Paolo Savona è in grande spolvero. Dopo la breve esperienza nel governo Conte I, in cui ha ricoperto l’incarico di ministro degli Affari europei, il navigato accademico sardo ha ottenuto la presidenza della Consob e, con essa, una vista privilegiata sugli andamenti del contesto economico-finanziario italiano e internazionale. Negli ultimi mesi questo gli ha permesso di esprimersi con autorevolezza su un ampio novero di dossier: avvertendo sul rischio di una crisi globale, difendendo la solidità dell’economia italiana e la sostenibilità del debito pubblico, chiedendo una più coraggiosa riforma del Meccanismo europeo di stabilità (Mes). E, da ultimo, intervenendo sul tema discusso delle criptovalute.
“Non ci dobbiamo muovere dall’idea che le crtiptomonete devono essere pubbliche, di questo sono convinto”, ha affermato Savona nella giornata del 25 ottobre scorso alla lectio magistralis tenuta alla sede romana dell’Associazione Italiana per l’Analisi Finanziaria (Aiaf) sul tema “Innovazione tecnologica e mercati finanziari”. Savona amplia un ragionamento di ampio respiro che lo aveva già portato, nelle scorse settimane, ad accogliere con scetticismo l’introduzione del Libra, il sistema di pagamenti proposto da Mark Zuckerberg, fondatore di Facebook. A ottobre infatti Savona aveva affermato la sua totale avversità per Libra: “Il problema di fondo, se si diffondono criptovalute come la Libra, è che tu devi essere certo che seguano il metodo dei bitcoin, come affermano, ma non si può fare perché dovrebbero avere un’offerta rigida e non espandibile, 21 milioni di unità, mentre la Libra viene data sul mercato (ammesso che vada avanti, perché incominciano a nascere i problemi)”.
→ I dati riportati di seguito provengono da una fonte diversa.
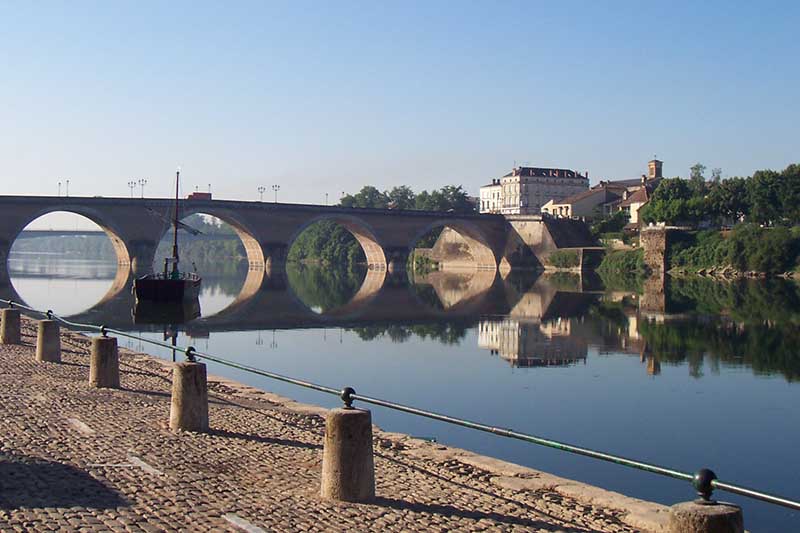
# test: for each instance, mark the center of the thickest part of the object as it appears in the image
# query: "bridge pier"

Per Savona, dunque, l’impianto del ragionamento è chiaro: se le monete “virtuali” vogliono essere definite tali, non possono prescindere dal controllo di un emittente centrale di matrice pubblica. Il motivo di fondo è il fatto che solo un decisore esterno al mercato può garantire il potere fiduciario proprio per rendere effettivamente apprezzabile una moneta, impedire episodi speculativi, garantirne il potere di equivalente generale. Nella sua relazione annua da Presidente della Consob, l’ex braccio destro di Guido Carli aveva inoltre condizionato l’ampliamento del controllo pubblico sulle criptovalute, sulle loro emissioni e sulla loro gestione alla costruzione di una strategia nazionale per il fintech, settore su cui l’Italia esprime grandi potenzialità ma necessita di maggiore concretezza.
Perché uno Stato dovrebbe cooptare il potere pubblico per controllare le criptovalute? Secondo Savona, nel caso in cui un attore privato indipendente riuscisse a sommare una forte capacità di emissione di moneta elettronica con una posizione di rendita in campo di transazioni digitali, magari con lo sfruttamento del potenziale dell’intelligenza artificiale, il sistema monetario attuale “verrebbe sconvolto e il sistema finanziario coinvolto” perché “diventerebbe problematico il controllo della quantità di moneta e, ancor di più, la sua riconduzione nell’alveo pubblico”.
I dubbi di Savona sono estremamente legittimi e fondati, ma il discorso sarebbe incompleto se non si sottolineasse il fatto che, allo stato attuale delle cose, non tutte le criptovalute si presentano come potenziali monete in senso stretto. Non tutte, in altre parole, presentano contemporaneamente le prospettive di realizzare contemporaneamente le funzioni di mezzo di pagamento, equivalente generale e riserva di valore. Libra, ad esempio, è stata inizialmente pensata come un’architettura simile più a quella di un titolo avente come sottostante l’ingresso a un circuito di pagamento e di un mezzo indiretto di finanziamento per Facebook che di una moneta in senso stretto. Difficile, all’attuale stato dell’arte, individuare un perimetro netto tra cosa sia e cosa non sia “criptovaluta”. Savona indica il sentiero, ma i regolatori politici dovranno via via essere in grado di fissare perimetri, linee di demarcazione e confini ben precisi per poi decidere tra la soluzione pubblica e quella di mercato.